C'est sans doute la cicatrice la plus spectaculaire que porte la Terre. Il y a 66 millions d'années, une météorite géante a percuté notre planète de plein fouet, libérant une énergie équivalant à des milliards de bombes atomiques. L'impact a décimé les dinosaures, permis l'apparition de l'être humain... et creusé un immense cratère au fond duquel des scientifiques veulent maintenant creuser. Coup d'oeil sur une expédition qui pourrait révéler des surprises.

L'impact

C'était il y a 66 millions d'années.
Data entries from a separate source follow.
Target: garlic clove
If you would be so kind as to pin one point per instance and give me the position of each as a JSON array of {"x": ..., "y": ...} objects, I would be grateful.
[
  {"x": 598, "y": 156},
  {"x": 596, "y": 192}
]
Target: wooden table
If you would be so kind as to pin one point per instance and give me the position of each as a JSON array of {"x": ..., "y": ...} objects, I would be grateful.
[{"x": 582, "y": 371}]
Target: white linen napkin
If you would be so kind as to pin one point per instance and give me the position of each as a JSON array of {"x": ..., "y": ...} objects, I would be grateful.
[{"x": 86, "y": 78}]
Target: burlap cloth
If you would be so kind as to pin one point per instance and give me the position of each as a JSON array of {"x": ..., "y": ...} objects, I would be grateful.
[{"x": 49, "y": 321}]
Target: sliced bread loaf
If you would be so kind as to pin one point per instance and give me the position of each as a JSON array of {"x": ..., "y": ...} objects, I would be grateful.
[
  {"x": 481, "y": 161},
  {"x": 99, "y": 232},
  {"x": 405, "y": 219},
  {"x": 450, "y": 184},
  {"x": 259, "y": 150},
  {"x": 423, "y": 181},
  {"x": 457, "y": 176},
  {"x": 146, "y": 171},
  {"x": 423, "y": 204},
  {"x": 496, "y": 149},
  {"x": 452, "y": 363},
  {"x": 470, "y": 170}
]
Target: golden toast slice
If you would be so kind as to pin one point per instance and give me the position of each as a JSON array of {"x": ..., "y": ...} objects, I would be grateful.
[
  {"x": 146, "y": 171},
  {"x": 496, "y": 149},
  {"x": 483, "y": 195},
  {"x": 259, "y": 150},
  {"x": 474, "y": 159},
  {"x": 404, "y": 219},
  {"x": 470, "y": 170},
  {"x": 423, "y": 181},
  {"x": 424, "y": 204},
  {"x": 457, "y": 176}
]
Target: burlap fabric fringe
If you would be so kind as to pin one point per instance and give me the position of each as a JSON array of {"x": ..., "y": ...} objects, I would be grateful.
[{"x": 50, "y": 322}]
Et pour la Terre et ses habitants d'alors, disons que ce fut une grosse journée. Fonçant à quelque 70 000 km/h, une météorite grande comme une ville s'est abattue pas très loin de ce qui s'appelle aujourd'hui Cancún, au Mexique. Quantité d'énergie libérée : plus d'un milliard de fois celle des bombes atomiques d'Hiroshima et de Nagasaki combinées. Mégatsunamis, tremblements de terre, incendies, nuages de poussière qui ont recouvert la planète pendant des années : l'impact fut tel qu'il a décimé 75 % des êtres vivants, dont les dinosaures. « C'est un événement particulièrement destructeur - même si, au bout du compte, nous sommes probablement ici parce qu'il a permis à d'autres formes de vie d'émerger », dit Sean Gulick, chercheur en géophysique à l'Université du Texas à Austin et cochef scientifique d'une expédition qui vient d'être lancée pour en savoir plus sur cet événement.

Le cratère

La Terre porte toujours la marque de cette catastrophe : un cratère géant de 200 km de diamètre, dont une portion se trouve sur la terre ferme et une autre sous le golfe du Mexique. Le cratère de Chicxulub, baptisé selon la petite ville mexicaine qui se trouve aujourd'hui à proximité, est l'un des trois plus grands cratères d'impact de la planète. C'est surtout le mieux préservé et le seul qui soit lié à une extinction massive d'êtres vivants.

L'expédition

Cette semaine, un bateau de recherche bien particulier est arrivé au-dessus du cratère. Sous la coque, trois immenses pattes se sont déployées. Lorsqu'elles toucheront le fond de l'océan, elles soulèveront le bateau, qui se transformera alors en plateforme de forage. Objectif : creuser 1,5 km sous le fond de la mer pour ramener une longue carotte de roc provenant du cratère. « Ça commence à devenir très excitant », lance le professeur Gulick, qui rêve de cette expédition depuis 1999. La mission est une collaboration internationale, notamment européenne et américaine. Elle coûtera 10 millions, durera deux mois et devrait permettre de recueillir des échantillons qui occuperont une armée de scientifiques pendant des années.

La mort des dinosaures

Comment la vie revient-elle sur les lieux d'une catastrophe comme celle qui a frappé le Yucatán ? Comment le roc se comporte-t-il lors d'une collision d'une telle violence ? Comment le climat est-il perturbé ? Les questions auxquelles les chercheurs espèrent répondre grâce à la mission sont légion. Et selon le professeur Gulick, il est loin d'être impossible qu'on démystifie une fois pour toutes le sort qu'ont connu les dinosaures. Car s'il existe aujourd'hui un consensus pour dire que leur disparition correspond à l'arrivée de la météorite, on comprend encore mal par quel mécanisme exactement ils sont tous morts. « On pense pouvoir le savoir en observant quels sont les premiers organismes qui ont occupé le site après l'impact, explique le professeur Gulick. Si on comprend comment la vie est revenue, on pourra en savoir plus sur les conditions qui ont régné sur place et sur la façon dont elles ont évolué. »

Le mystère de l'anneau

Une autre grande question concerne les montagnes qu'on trouve souvent à l'intérieur des grands cratères, dont celui de Chicxulub. Ces montagnes forment un anneau autour du centre. On les observe aussi sur la Lune et sur les autres planètes rocheuses. « Quand un impact comme celui de Chicxulub survient, le roc devient pratiquement comme un fluide visqueux. Il y a formation d'un trou, il y a de la matière qui éclabousse, mais on ne comprend pas précisément comment se forme l'anneau central », explique le professeur Gulick. L'expédition représente donc une occasion unique d'analyser la composition de ces montagnes et de comprendre la physique de l'extrême qui les a fabriquées.